La frénésie retombe autour des véhicules autonomes
(AFP) – Les constructeurs automobiles sont devenus prudents dans leur communication sur les voitures autonomes: les produits spectaculaires initialement annoncés pour 2020 ont été repoussés à plus tard face à la complexité et au coût de ces technologies.
Au salon automobile de Genève, qui ouvre ses portes mardi aux professionnels, la voiture électrique est partout, le véhicule autonome quasiment nulle part. Depuis les accidents de véhicules de Tesla et Uber survenus l’an dernier aux Etats-Unis, l’enthousiasme semble un peu retombé, même si les entreprises continuent d’investir des sommes colossales dans la recherche.
La semaine dernière, les deux géants allemands du haut de gamme, BMW et Daimler (Mercedes-Benz), ont annoncé qu’ils allaient regrouper leurs efforts dans ce domaine. Ils parlent désormais de « systèmes d’assistance à la conduite et de conduite hautement automatisée sur autoroute » prêts à être commercialisés « au milieu des années 2020″…
« La filière automobile est consciente qu’on ne va pas donner beaucoup de droit à l’erreur à la conduite autonome. Il va y avoir une vraie prudence avant une mise sur la route. Cela va venir, mais pas tout de suite, on est en train d’entrer dans un âge de raison », estime Guillaume Crunelle, responsable automobile au sein de Deloitte.
Selon cet expert, il est clair que les accidents mortels très médiatisés survenus aux Etats-Unis ont « réduit l’appétit pour les véhicules autonomes et ont créé un doute » dans l’esprit du public.
Le constructeur californien Tesla, lui, dit qu’il sera prêt « vers la fin de l’année au niveau de la technologie pour qu’un véhicule roule de façon autonome sur autoroute, mais il faudra que la législation soit prête »…
Il y a « différents freins à surmonter », explique Thomas Morel, chargé de l’automobile chez McKinsey.
Outre « la maturité de la technologie et sa capacité à être développée en série, ainsi que la régulation », il cite notamment « l’acceptation de la technologie par les consommateurs, mais aussi le prix ». Il faut « plus de 50.000 euros de technologie rien que pour autonomiser le véhicule », constate-t-il.
– « Science-fiction » –
« Lâcher le volant sur l’autoroute, on n’en est pas loin » techniquement, assure cet expert. Mais à l’horizon 2030, il table, dans le scénario le plus optimiste, sur 15% de véhicules autonomes, c’est-à-dire permettant de lâcher complètement le volant dans certaines circonstances, et moins de 3% dans le plus pessimiste.

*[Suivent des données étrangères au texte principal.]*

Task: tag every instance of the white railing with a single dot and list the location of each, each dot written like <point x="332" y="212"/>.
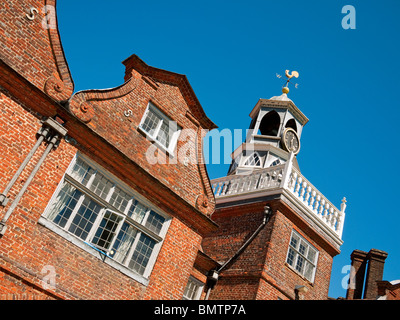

La société américaine Waymo, filiale d’Alphabet, maison mère de Google, « est le leader des voitures autonomes, chaque mois elles font plus d’un million de kilomètres », rappelle M. Morel. Selon lui, les Américains ont le plus investi dans ces technologies, suivis par les Chinois, mais il prévoit de nombreuses alliances car « les sommes sont tellement conséquentes ».
Fin février, le patron de PSA, Carlos Tavares, a reconnu que le coût d’une voiture particulière autonome était trop élevé par rapport à sa valeur pour le client. « Cela n’a pas de sens pour l’avenir de développer des voitures particulières qui seront aussi coûteuses », a-t-il dit.
Mais il a aussitôt précisé qu’il existait un marché pour les navettes autonomes et les robots taxis, « des véhicules dont le coût des technologies seront partagés » et dans lesquels PSA investira.
Pour les voitures particulières, les constructeurs risquent d’en rester pendant longtemps à des aides à la conduite de plus en plus sophistiquées, le marché du 100% autonome semblant réservé à des véhicules exploités par des entreprises de transport.
Jacques Aschenbroich, patron de l’équipementier Valeo, pense ainsi qu’il « y aura dans les années qui viennent de plus en plus de robots taxis qui seront dans des parties de villes bien identifiées, au milieu du trafic ». Il s’agira d’un « nombre relativement limité de véhicules », estime-t-il, évoquant pour son groupe « des prises de commandes de quelques centaines de milliers de véhicules sur les cinq à sept ans qui viennent ».
« C’est à ce stade encore limité », reconnaît-il, mais « les progrès qui sont faits sont absolument gigantesques ».
Tommaso Pardi, directeur du centre de recherche Gerpisa, est beaucoup plus sceptique. « Les robots taxis existeront peut être dans des contextes très précis, limités à des quartiers d’une ville et opérés à une vitesse raisonnable… Mais l’idée de remplacer les systèmes existants par des flottes de robots taxis appartient pour l’instant à la science-fiction ».